Cohen in a May 2004 CommonDreams column wrote: “I am ideologically aligned with Ralph Nader, not John Kerry. I agree with Nader on virtually every issue, while agreeing with only about half of Kerry’s positions (or what can be deciphered as Kerry’s positions).” But Cohen acknowledged that Nader had absolutely no chance of defeating George W. Bush in that year’s November presidential election, whereas Kerry stood a good chance of winning. For that reason, Cohen gave his endorsement to Kerry. “There can be no greater imperative for progressives this year than to Vote Bush Out,” wrote Cohen.

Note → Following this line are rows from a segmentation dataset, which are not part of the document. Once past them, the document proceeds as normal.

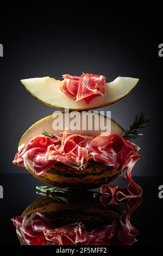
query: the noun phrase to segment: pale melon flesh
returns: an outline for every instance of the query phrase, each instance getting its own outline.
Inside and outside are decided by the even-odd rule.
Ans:
[[[126,96],[136,86],[139,79],[117,77],[105,84],[105,94],[94,99],[89,105],[84,101],[74,102],[60,90],[61,81],[48,76],[21,80],[26,89],[37,100],[57,108],[70,110],[93,109],[112,104]]]
[[[78,112],[78,114],[80,115],[80,118],[81,120],[81,124],[82,124],[82,112]],[[72,113],[72,112],[71,112]],[[68,113],[68,114],[72,114],[71,113]],[[53,128],[53,122],[54,120],[54,118],[57,117],[56,115],[62,115],[63,117],[63,123],[64,123],[64,129],[60,130],[54,130]],[[88,115],[91,117],[95,115],[95,113],[89,112],[87,113]],[[98,115],[98,114],[96,114]],[[30,141],[30,139],[32,139],[34,137],[40,135],[42,134],[42,132],[43,130],[45,130],[47,132],[53,132],[57,135],[59,136],[60,135],[60,132],[62,132],[64,131],[64,117],[65,117],[65,113],[60,113],[54,114],[53,115],[49,115],[46,117],[40,120],[39,121],[35,123],[34,124],[32,125],[27,131],[24,133],[24,135],[21,137],[18,145],[20,146],[22,145],[22,143],[25,143],[26,142],[28,142]],[[72,118],[70,118],[70,120],[72,119]],[[116,133],[119,135],[122,135],[124,133],[124,129],[115,121],[112,119],[110,119],[108,117],[105,117],[105,119],[109,119],[111,121],[110,125],[110,132]],[[99,126],[100,127],[100,126]],[[67,130],[68,132],[79,134],[81,135],[85,135],[85,136],[90,136],[91,137],[96,137],[98,135],[101,134],[102,130],[95,130],[94,127],[94,123],[93,122],[92,125],[92,130],[72,130],[71,129]]]

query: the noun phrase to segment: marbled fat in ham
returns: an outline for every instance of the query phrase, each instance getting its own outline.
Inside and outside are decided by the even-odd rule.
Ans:
[[[105,93],[106,78],[104,76],[83,73],[80,77],[63,75],[60,89],[75,101],[82,100],[86,104]]]

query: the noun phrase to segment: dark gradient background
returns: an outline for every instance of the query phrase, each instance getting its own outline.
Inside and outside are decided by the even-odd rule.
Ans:
[[[12,164],[23,133],[55,111],[32,97],[20,80],[82,71],[140,78],[136,87],[120,101],[101,110],[127,128],[143,111],[151,119],[144,136],[135,142],[145,157],[134,167],[135,175],[162,175],[161,137],[163,57],[159,7],[115,2],[108,7],[84,2],[68,8],[46,1],[4,7],[1,16],[1,147],[0,173],[26,173]],[[161,158],[160,158],[161,157]]]

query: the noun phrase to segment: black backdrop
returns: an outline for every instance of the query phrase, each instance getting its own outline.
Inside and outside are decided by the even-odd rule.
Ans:
[[[26,172],[11,162],[22,133],[35,121],[55,110],[33,97],[20,80],[85,71],[102,74],[110,81],[117,76],[139,77],[126,97],[101,110],[127,127],[143,111],[151,119],[143,137],[135,142],[145,159],[134,175],[162,175],[161,106],[163,57],[161,8],[137,3],[83,1],[52,4],[23,2],[1,9],[1,173]]]

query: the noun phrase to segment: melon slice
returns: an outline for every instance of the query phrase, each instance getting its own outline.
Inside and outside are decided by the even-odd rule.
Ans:
[[[74,112],[75,114],[75,112]],[[80,125],[81,127],[82,126],[82,112],[78,112],[78,114],[80,115]],[[68,113],[68,115],[72,114],[72,112],[70,113]],[[63,118],[63,129],[59,130],[55,130],[53,129],[53,122],[55,119],[55,118],[58,118],[59,115],[62,115]],[[95,115],[95,113],[93,112],[89,112],[87,113],[87,115],[88,117],[92,117],[92,115]],[[98,113],[95,114],[95,115],[99,116]],[[42,119],[40,120],[39,121],[37,121],[33,125],[32,125],[26,132],[24,133],[24,135],[21,137],[18,145],[21,145],[22,143],[24,143],[26,142],[28,142],[30,141],[30,139],[32,139],[34,137],[40,135],[42,134],[42,132],[43,130],[45,130],[47,132],[53,132],[57,135],[59,135],[60,132],[62,132],[64,131],[65,129],[65,113],[63,112],[58,113],[56,114],[53,114],[53,115],[48,115]],[[70,115],[69,115],[70,117]],[[110,132],[116,133],[119,135],[122,135],[124,133],[124,129],[119,125],[117,122],[114,121],[113,119],[110,119],[109,118],[105,117],[104,117],[106,123],[106,119],[109,119],[111,121],[111,131]],[[71,120],[72,120],[73,118],[70,117],[70,123],[71,122]],[[88,119],[87,119],[88,120]],[[94,119],[92,119],[93,120]],[[91,137],[96,137],[98,135],[101,134],[102,131],[100,130],[95,130],[95,122],[93,121],[92,124],[92,130],[76,130],[75,131],[72,130],[71,129],[67,130],[68,132],[71,132],[72,133],[76,134],[79,134],[81,135],[86,135],[89,136]]]
[[[94,99],[90,104],[74,102],[61,92],[61,81],[48,76],[21,80],[26,89],[37,100],[51,107],[70,110],[92,109],[112,104],[127,95],[136,86],[139,79],[118,77],[105,84],[105,94]]]

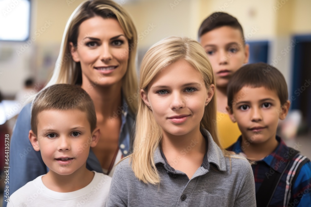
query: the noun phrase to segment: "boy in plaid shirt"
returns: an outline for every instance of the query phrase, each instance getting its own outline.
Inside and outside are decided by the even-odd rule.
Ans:
[[[227,150],[253,161],[258,206],[311,206],[311,163],[276,135],[290,102],[284,77],[262,63],[246,65],[228,85],[227,110],[242,135]]]

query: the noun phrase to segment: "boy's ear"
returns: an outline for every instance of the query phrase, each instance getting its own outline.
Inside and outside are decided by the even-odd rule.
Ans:
[[[39,147],[39,142],[38,142],[38,138],[32,130],[29,131],[29,134],[28,137],[29,138],[29,140],[31,143],[32,147],[35,150],[37,151],[39,151],[40,147]]]
[[[229,117],[230,118],[231,120],[234,123],[236,122],[236,119],[235,119],[235,117],[234,117],[234,115],[233,114],[233,111],[232,110],[232,108],[227,106],[226,107],[226,109],[227,110],[228,114],[229,115]]]
[[[93,131],[92,133],[92,142],[91,142],[91,147],[94,147],[96,146],[98,141],[99,140],[99,137],[100,136],[100,130],[99,128],[96,127]]]
[[[215,85],[211,84],[210,85],[209,90],[207,91],[207,95],[206,97],[206,100],[205,100],[205,106],[206,106],[210,102],[213,98],[214,93],[215,92]]]
[[[248,62],[248,59],[249,58],[249,45],[245,44],[244,46],[244,52],[245,52],[245,58],[244,58],[244,64],[246,64]]]
[[[70,50],[70,53],[71,53],[71,56],[73,61],[77,62],[80,62],[80,58],[77,51],[77,49],[73,46],[73,43],[72,42],[71,42],[69,43],[69,49]]]
[[[149,102],[149,100],[148,100],[148,96],[147,95],[147,92],[144,91],[143,89],[142,89],[140,90],[140,96],[142,97],[142,99],[145,102],[145,103],[146,104],[146,105],[149,107],[150,110],[152,110],[152,109],[151,107],[151,105],[150,104],[150,103]]]
[[[281,110],[279,115],[279,118],[281,120],[284,120],[286,118],[288,110],[290,106],[290,102],[287,100],[283,106],[281,106]]]

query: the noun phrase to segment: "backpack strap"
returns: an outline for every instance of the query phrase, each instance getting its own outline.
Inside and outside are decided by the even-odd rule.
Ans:
[[[290,147],[290,150],[294,150],[294,152],[290,156],[284,170],[280,173],[275,171],[271,176],[266,177],[256,193],[256,202],[257,206],[260,207],[268,206],[274,194],[276,188],[281,180],[282,176],[288,167],[290,161],[299,152]]]
[[[298,167],[297,168],[297,169],[296,171],[295,176],[294,177],[294,178],[293,178],[293,181],[292,182],[292,183],[293,183],[293,184],[294,184],[295,183],[295,182],[296,182],[296,180],[297,179],[297,177],[298,177],[298,175],[299,174],[299,172],[300,172],[300,170],[301,169],[301,168],[302,167],[302,166],[303,166],[305,164],[310,161],[310,160],[307,157],[299,164],[299,165],[298,165]]]
[[[294,185],[296,182],[296,180],[297,179],[297,178],[298,177],[298,175],[299,174],[299,173],[300,172],[300,170],[301,169],[301,168],[304,165],[304,164],[308,162],[310,162],[310,160],[307,157],[305,156],[303,156],[302,158],[300,158],[301,159],[304,158],[304,159],[301,161],[298,165],[297,167],[297,168],[296,169],[295,172],[295,175],[294,176],[294,177],[290,181],[290,183],[291,183],[291,188],[292,189],[293,189],[293,188],[294,187]],[[290,200],[289,202],[291,202],[293,198],[291,196]]]

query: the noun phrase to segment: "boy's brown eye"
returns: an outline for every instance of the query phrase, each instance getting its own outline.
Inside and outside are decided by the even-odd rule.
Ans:
[[[48,135],[48,137],[49,138],[53,138],[55,137],[55,134],[49,134]]]
[[[74,132],[72,133],[72,136],[74,137],[77,137],[80,134],[80,133],[77,132]]]

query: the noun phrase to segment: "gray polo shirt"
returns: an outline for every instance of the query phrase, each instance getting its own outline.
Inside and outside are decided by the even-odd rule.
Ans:
[[[202,133],[207,151],[191,179],[170,166],[159,147],[154,159],[160,188],[139,181],[128,158],[117,166],[106,206],[255,207],[254,176],[248,161],[233,155],[230,170],[229,158],[224,157],[207,130]]]

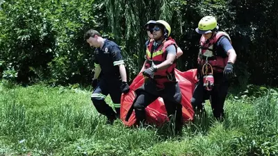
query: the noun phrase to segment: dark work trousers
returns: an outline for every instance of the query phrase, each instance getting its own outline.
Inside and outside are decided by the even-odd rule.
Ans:
[[[117,78],[101,79],[91,96],[91,100],[97,112],[108,119],[120,116],[120,101],[122,96],[121,81]],[[111,97],[117,114],[104,101],[106,96]]]
[[[208,92],[203,87],[203,78],[200,76],[194,89],[193,98],[191,98],[191,105],[196,112],[196,111],[202,109],[202,102],[210,98],[213,116],[219,119],[224,116],[224,103],[228,93],[229,84],[222,73],[213,73],[213,77],[214,87],[211,92]]]
[[[182,105],[181,90],[177,82],[165,84],[165,88],[158,90],[155,82],[147,80],[140,88],[136,91],[134,110],[136,121],[139,124],[145,121],[145,108],[158,97],[163,99],[167,114],[170,121],[175,121],[175,130],[182,128]],[[172,125],[172,124],[171,124]]]

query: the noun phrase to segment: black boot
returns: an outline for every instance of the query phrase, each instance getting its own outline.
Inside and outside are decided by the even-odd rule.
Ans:
[[[144,125],[146,120],[146,113],[145,109],[134,109],[135,116],[136,118],[136,125]]]

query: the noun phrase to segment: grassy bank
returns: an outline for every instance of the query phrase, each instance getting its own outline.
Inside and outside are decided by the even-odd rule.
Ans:
[[[176,137],[165,128],[106,125],[88,89],[2,82],[0,155],[277,155],[277,93],[254,87],[230,95],[222,123],[207,104],[207,118]]]

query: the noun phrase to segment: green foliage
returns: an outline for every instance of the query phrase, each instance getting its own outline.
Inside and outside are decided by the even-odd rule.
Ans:
[[[178,137],[168,125],[131,128],[120,120],[106,125],[89,90],[22,87],[5,80],[0,85],[0,155],[277,155],[278,91],[248,90],[246,97],[231,95],[226,101],[223,122],[213,119],[206,104],[207,123],[189,123]]]
[[[164,19],[183,51],[181,71],[196,68],[199,19],[215,16],[232,40],[238,59],[234,85],[277,85],[277,2],[274,0],[19,0],[3,1],[0,10],[1,77],[28,84],[89,84],[93,49],[83,35],[89,28],[122,48],[131,81],[141,69],[147,40],[143,26]],[[261,75],[264,76],[261,76]]]

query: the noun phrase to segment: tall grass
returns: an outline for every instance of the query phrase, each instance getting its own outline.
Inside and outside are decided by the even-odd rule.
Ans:
[[[256,97],[230,96],[222,122],[206,103],[207,116],[184,125],[181,137],[167,125],[106,125],[89,90],[3,82],[0,155],[277,155],[277,92],[263,90]]]

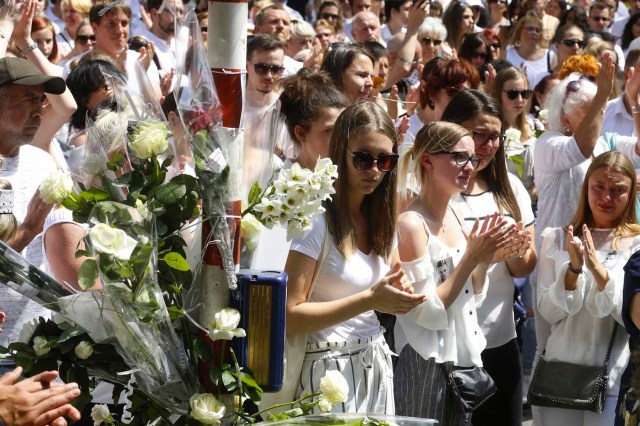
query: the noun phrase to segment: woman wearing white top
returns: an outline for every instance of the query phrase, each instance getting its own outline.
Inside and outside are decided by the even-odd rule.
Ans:
[[[524,111],[521,109],[522,114]],[[467,188],[453,197],[453,205],[462,212],[467,228],[476,220],[499,212],[509,223],[517,223],[522,233],[516,251],[500,251],[492,260],[486,294],[477,308],[478,323],[487,340],[482,362],[498,390],[473,413],[474,426],[520,426],[522,365],[513,318],[513,279],[527,277],[536,265],[531,198],[520,180],[507,173],[502,109],[496,99],[477,90],[461,92],[451,100],[442,119],[473,132],[475,152],[480,158]]]
[[[609,55],[596,77],[596,85],[579,74],[571,74],[551,92],[548,100],[549,131],[536,141],[533,151],[535,182],[538,190],[536,250],[540,253],[541,233],[548,227],[565,226],[577,210],[577,194],[582,187],[592,158],[612,147],[601,137],[604,108],[613,87],[615,67]],[[629,104],[640,112],[638,92],[640,73],[631,73],[625,85]],[[640,114],[633,115],[640,129]],[[640,133],[639,133],[640,134]],[[636,167],[640,166],[640,142],[637,138],[617,136],[616,151],[623,152]],[[531,280],[535,282],[534,279]],[[533,286],[534,299],[536,287]],[[534,304],[535,308],[536,304]],[[545,347],[550,326],[537,315],[537,354]]]
[[[481,367],[485,338],[478,326],[476,297],[482,293],[489,262],[511,241],[513,226],[494,214],[482,227],[476,221],[465,232],[451,197],[467,188],[480,160],[472,133],[453,123],[423,127],[403,154],[400,188],[418,188],[419,196],[398,218],[398,251],[402,267],[425,302],[398,315],[396,348],[397,413],[438,420],[445,426],[468,425],[448,392],[452,365]],[[404,193],[401,191],[401,193]]]
[[[543,233],[538,309],[552,324],[545,359],[601,366],[616,330],[604,413],[540,407],[544,425],[614,423],[620,378],[629,361],[628,336],[617,326],[622,324],[623,267],[640,248],[635,198],[631,161],[620,152],[601,154],[587,170],[569,226]]]
[[[308,333],[297,394],[317,391],[325,372],[338,370],[349,395],[334,412],[394,414],[391,351],[374,310],[405,313],[425,299],[412,294],[394,247],[396,146],[393,122],[376,104],[340,114],[329,148],[336,193],[311,231],[293,240],[285,266],[287,334]],[[329,250],[307,300],[323,241]]]
[[[555,54],[541,43],[542,21],[534,12],[529,12],[518,20],[505,50],[507,61],[516,68],[526,70],[529,84],[535,84],[536,75],[556,66]]]

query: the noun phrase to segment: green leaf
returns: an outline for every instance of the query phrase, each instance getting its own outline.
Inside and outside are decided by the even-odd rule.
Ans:
[[[176,253],[175,251],[165,254],[163,260],[178,271],[188,271],[191,269],[189,268],[189,262],[187,262],[180,253]]]
[[[93,287],[96,278],[98,278],[98,264],[93,259],[85,260],[78,271],[78,285],[82,290],[86,290]]]
[[[58,343],[65,342],[71,339],[72,337],[76,337],[81,334],[84,334],[84,330],[82,329],[82,327],[76,326],[76,327],[68,328],[60,335],[60,338],[58,338]]]
[[[260,194],[262,194],[262,187],[256,181],[249,190],[249,205],[257,204],[260,202]]]

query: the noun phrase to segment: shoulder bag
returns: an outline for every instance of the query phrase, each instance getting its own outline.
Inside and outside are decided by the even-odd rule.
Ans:
[[[609,357],[616,331],[618,331],[618,323],[613,327],[607,356],[601,366],[590,367],[562,361],[547,361],[543,353],[531,378],[531,386],[527,394],[529,403],[541,407],[593,411],[602,414],[607,397]]]

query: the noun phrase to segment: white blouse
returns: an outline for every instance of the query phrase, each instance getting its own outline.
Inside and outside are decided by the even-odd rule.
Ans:
[[[416,214],[415,212],[405,214]],[[424,219],[420,216],[424,223]],[[427,228],[426,223],[424,224]],[[445,308],[436,288],[460,262],[466,243],[449,247],[436,235],[429,235],[427,252],[419,259],[402,262],[416,294],[427,296],[424,303],[411,312],[398,315],[395,327],[396,350],[410,344],[424,359],[452,361],[463,367],[482,366],[480,354],[486,340],[478,325],[477,298],[471,278],[467,279],[454,302]]]
[[[620,316],[622,308],[623,267],[640,248],[640,236],[618,240],[617,250],[607,243],[597,251],[598,259],[609,273],[603,291],[593,275],[583,268],[573,291],[564,288],[569,264],[565,250],[566,233],[562,228],[543,232],[538,275],[538,309],[551,324],[545,359],[598,366],[604,363],[614,324],[617,327],[609,360],[608,395],[618,395],[620,378],[629,361],[628,335]]]

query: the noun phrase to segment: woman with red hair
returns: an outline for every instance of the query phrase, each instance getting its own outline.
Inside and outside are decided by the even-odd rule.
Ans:
[[[409,118],[409,128],[400,152],[413,144],[422,126],[440,120],[442,112],[456,93],[464,89],[477,89],[479,85],[478,71],[464,59],[435,57],[427,62],[420,76],[420,102],[416,113]]]

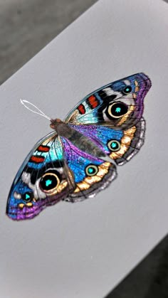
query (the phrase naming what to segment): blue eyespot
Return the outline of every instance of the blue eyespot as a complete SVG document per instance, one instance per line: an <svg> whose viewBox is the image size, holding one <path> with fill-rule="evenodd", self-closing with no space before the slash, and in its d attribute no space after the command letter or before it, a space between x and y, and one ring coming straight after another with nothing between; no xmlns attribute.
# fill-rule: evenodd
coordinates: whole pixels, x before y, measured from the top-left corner
<svg viewBox="0 0 168 298"><path fill-rule="evenodd" d="M45 174L40 181L40 187L45 191L50 191L57 188L60 183L58 176L54 173Z"/></svg>
<svg viewBox="0 0 168 298"><path fill-rule="evenodd" d="M117 139L111 139L107 142L107 147L110 151L115 151L120 149L121 144Z"/></svg>
<svg viewBox="0 0 168 298"><path fill-rule="evenodd" d="M87 176L95 176L98 172L98 167L95 164L90 164L85 168L85 174Z"/></svg>
<svg viewBox="0 0 168 298"><path fill-rule="evenodd" d="M127 114L127 111L128 107L123 102L118 102L109 105L106 115L109 118L120 118Z"/></svg>
<svg viewBox="0 0 168 298"><path fill-rule="evenodd" d="M23 200L24 200L26 202L29 202L30 201L32 200L33 196L33 193L26 192L21 196L21 198L23 198Z"/></svg>
<svg viewBox="0 0 168 298"><path fill-rule="evenodd" d="M123 89L123 92L125 94L128 94L130 93L132 91L132 87L131 86L126 86L124 89Z"/></svg>

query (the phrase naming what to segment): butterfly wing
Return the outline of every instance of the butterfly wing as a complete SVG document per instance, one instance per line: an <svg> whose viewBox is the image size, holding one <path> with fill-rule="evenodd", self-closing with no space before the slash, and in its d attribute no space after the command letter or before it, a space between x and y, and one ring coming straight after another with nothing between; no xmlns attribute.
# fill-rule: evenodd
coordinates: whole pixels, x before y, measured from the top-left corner
<svg viewBox="0 0 168 298"><path fill-rule="evenodd" d="M14 220L32 218L75 188L56 132L40 140L17 173L9 193L6 214Z"/></svg>
<svg viewBox="0 0 168 298"><path fill-rule="evenodd" d="M86 96L65 122L117 164L124 164L144 143L143 102L150 87L151 81L144 73L106 85Z"/></svg>
<svg viewBox="0 0 168 298"><path fill-rule="evenodd" d="M118 165L130 161L144 144L145 122L143 117L127 129L114 129L102 125L70 125L93 142Z"/></svg>
<svg viewBox="0 0 168 298"><path fill-rule="evenodd" d="M117 176L116 167L77 148L67 139L61 137L64 159L73 173L75 188L65 201L76 202L93 198Z"/></svg>
<svg viewBox="0 0 168 298"><path fill-rule="evenodd" d="M98 124L125 129L135 125L143 113L143 101L151 87L149 78L137 73L98 89L69 113L70 124Z"/></svg>

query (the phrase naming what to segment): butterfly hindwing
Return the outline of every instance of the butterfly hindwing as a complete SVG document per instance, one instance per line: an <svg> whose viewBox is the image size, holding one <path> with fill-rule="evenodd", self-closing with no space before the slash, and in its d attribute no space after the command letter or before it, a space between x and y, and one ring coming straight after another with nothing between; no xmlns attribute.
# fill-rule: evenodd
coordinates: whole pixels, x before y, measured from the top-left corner
<svg viewBox="0 0 168 298"><path fill-rule="evenodd" d="M68 196L73 185L59 138L52 132L28 155L11 186L6 213L14 220L32 218Z"/></svg>
<svg viewBox="0 0 168 298"><path fill-rule="evenodd" d="M116 167L81 151L70 141L61 138L64 158L73 173L75 188L65 201L75 202L91 198L114 180L117 176Z"/></svg>
<svg viewBox="0 0 168 298"><path fill-rule="evenodd" d="M94 142L118 165L128 161L144 144L145 122L142 117L135 125L125 130L95 124L70 127Z"/></svg>

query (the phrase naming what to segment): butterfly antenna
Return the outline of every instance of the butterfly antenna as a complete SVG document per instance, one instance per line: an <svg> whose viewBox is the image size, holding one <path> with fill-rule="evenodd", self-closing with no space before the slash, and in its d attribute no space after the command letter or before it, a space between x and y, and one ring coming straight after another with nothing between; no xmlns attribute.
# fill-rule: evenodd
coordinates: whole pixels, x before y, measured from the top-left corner
<svg viewBox="0 0 168 298"><path fill-rule="evenodd" d="M46 115L46 114L44 114L43 112L42 112L40 109L38 109L38 107L37 107L33 104L28 102L27 100L24 100L21 99L20 99L20 100L21 100L21 103L23 105L23 106L26 107L26 109L29 110L29 111L33 112L35 114L38 114L42 117L44 117L45 118L48 119L50 121L51 120L51 119L49 117ZM33 107L35 107L35 109L32 110L28 106Z"/></svg>

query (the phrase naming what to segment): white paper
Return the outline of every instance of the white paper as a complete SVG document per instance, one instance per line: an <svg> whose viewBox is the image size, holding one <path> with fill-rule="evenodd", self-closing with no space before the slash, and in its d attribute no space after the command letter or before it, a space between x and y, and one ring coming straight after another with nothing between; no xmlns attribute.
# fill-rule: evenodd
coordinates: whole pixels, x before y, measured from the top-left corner
<svg viewBox="0 0 168 298"><path fill-rule="evenodd" d="M100 0L1 85L2 297L103 297L165 236L167 13L161 0ZM145 100L146 140L118 167L117 179L94 199L59 203L31 220L8 218L14 176L51 131L20 98L63 119L89 92L138 72L152 83Z"/></svg>

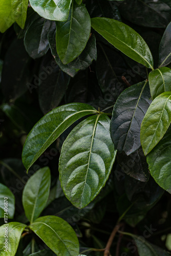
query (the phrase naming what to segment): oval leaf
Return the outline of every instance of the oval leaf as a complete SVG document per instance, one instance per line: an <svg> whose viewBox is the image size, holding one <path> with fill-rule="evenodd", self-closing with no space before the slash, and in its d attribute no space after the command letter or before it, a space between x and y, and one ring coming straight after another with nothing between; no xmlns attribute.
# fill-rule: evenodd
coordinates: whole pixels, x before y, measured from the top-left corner
<svg viewBox="0 0 171 256"><path fill-rule="evenodd" d="M7 197L8 199L5 201L4 198ZM8 202L8 210L5 211L4 203ZM8 187L0 183L0 218L6 216L9 219L12 219L15 211L15 197ZM6 212L8 214L6 214Z"/></svg>
<svg viewBox="0 0 171 256"><path fill-rule="evenodd" d="M171 122L171 92L159 95L153 101L141 126L141 142L145 156L157 144Z"/></svg>
<svg viewBox="0 0 171 256"><path fill-rule="evenodd" d="M111 123L112 140L116 149L127 155L141 146L140 126L151 102L147 82L134 84L118 97Z"/></svg>
<svg viewBox="0 0 171 256"><path fill-rule="evenodd" d="M149 84L152 99L164 92L171 91L171 70L162 67L149 74Z"/></svg>
<svg viewBox="0 0 171 256"><path fill-rule="evenodd" d="M74 103L60 106L47 114L30 131L24 146L22 159L27 169L75 121L96 113L90 105Z"/></svg>
<svg viewBox="0 0 171 256"><path fill-rule="evenodd" d="M89 39L91 20L85 6L72 2L65 22L56 22L56 50L63 64L68 64L82 52Z"/></svg>
<svg viewBox="0 0 171 256"><path fill-rule="evenodd" d="M105 185L116 151L104 114L82 121L65 141L59 163L59 179L67 198L76 207L91 202Z"/></svg>
<svg viewBox="0 0 171 256"><path fill-rule="evenodd" d="M40 215L47 202L51 184L49 168L45 167L32 175L23 193L23 205L28 219L32 223Z"/></svg>
<svg viewBox="0 0 171 256"><path fill-rule="evenodd" d="M91 21L93 28L116 48L147 68L154 69L150 50L134 29L113 19L97 17L92 18Z"/></svg>
<svg viewBox="0 0 171 256"><path fill-rule="evenodd" d="M71 0L30 0L32 8L40 16L52 20L65 21L69 15Z"/></svg>
<svg viewBox="0 0 171 256"><path fill-rule="evenodd" d="M62 219L56 216L40 217L29 227L58 256L75 256L79 253L76 233Z"/></svg>
<svg viewBox="0 0 171 256"><path fill-rule="evenodd" d="M5 228L8 227L8 229ZM20 238L26 225L19 222L10 222L0 227L0 254L1 256L14 256L18 246ZM8 250L5 247L5 230L8 231ZM8 231L7 231L8 230Z"/></svg>

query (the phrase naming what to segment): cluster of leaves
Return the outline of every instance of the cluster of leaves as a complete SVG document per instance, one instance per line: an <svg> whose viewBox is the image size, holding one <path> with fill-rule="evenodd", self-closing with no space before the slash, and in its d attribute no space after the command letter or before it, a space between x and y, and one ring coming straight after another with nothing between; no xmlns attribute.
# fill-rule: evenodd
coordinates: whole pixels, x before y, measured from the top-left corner
<svg viewBox="0 0 171 256"><path fill-rule="evenodd" d="M169 1L1 5L1 254L169 255Z"/></svg>

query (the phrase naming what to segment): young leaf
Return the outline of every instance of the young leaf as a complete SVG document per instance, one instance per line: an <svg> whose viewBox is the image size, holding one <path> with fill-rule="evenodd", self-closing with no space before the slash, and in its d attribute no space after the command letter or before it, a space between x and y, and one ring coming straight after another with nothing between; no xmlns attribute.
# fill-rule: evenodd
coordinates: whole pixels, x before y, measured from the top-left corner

One of the biggest government changes sought over the years by Jeff Cohen and FAIR is restoration of the so-called “Fairness Doctrine” that used to require broadcasters to provide “equal time” for those with opposing viewpoints. Enacted in 1949 by the Federal Communications Commission, the legislation required radio and television programs to obtain licenses before broadcasting controversial views, and mandated that those views be presented in a “fair and balanced” manner — thereby setting bounds on free speech and limiting the diversity of viewpoints that could be freely aired. The repeal of the major provisions of the Fairness Doctrine in 1987 ushered in a boom of new media formats, including political talk radio.
In 2008 Cohen became the founding director of the Park Center for Independent Media at Ithaca College’s Roy H. Park School of Communications. He was also hired as an associate professor in the school’s Journalism Department.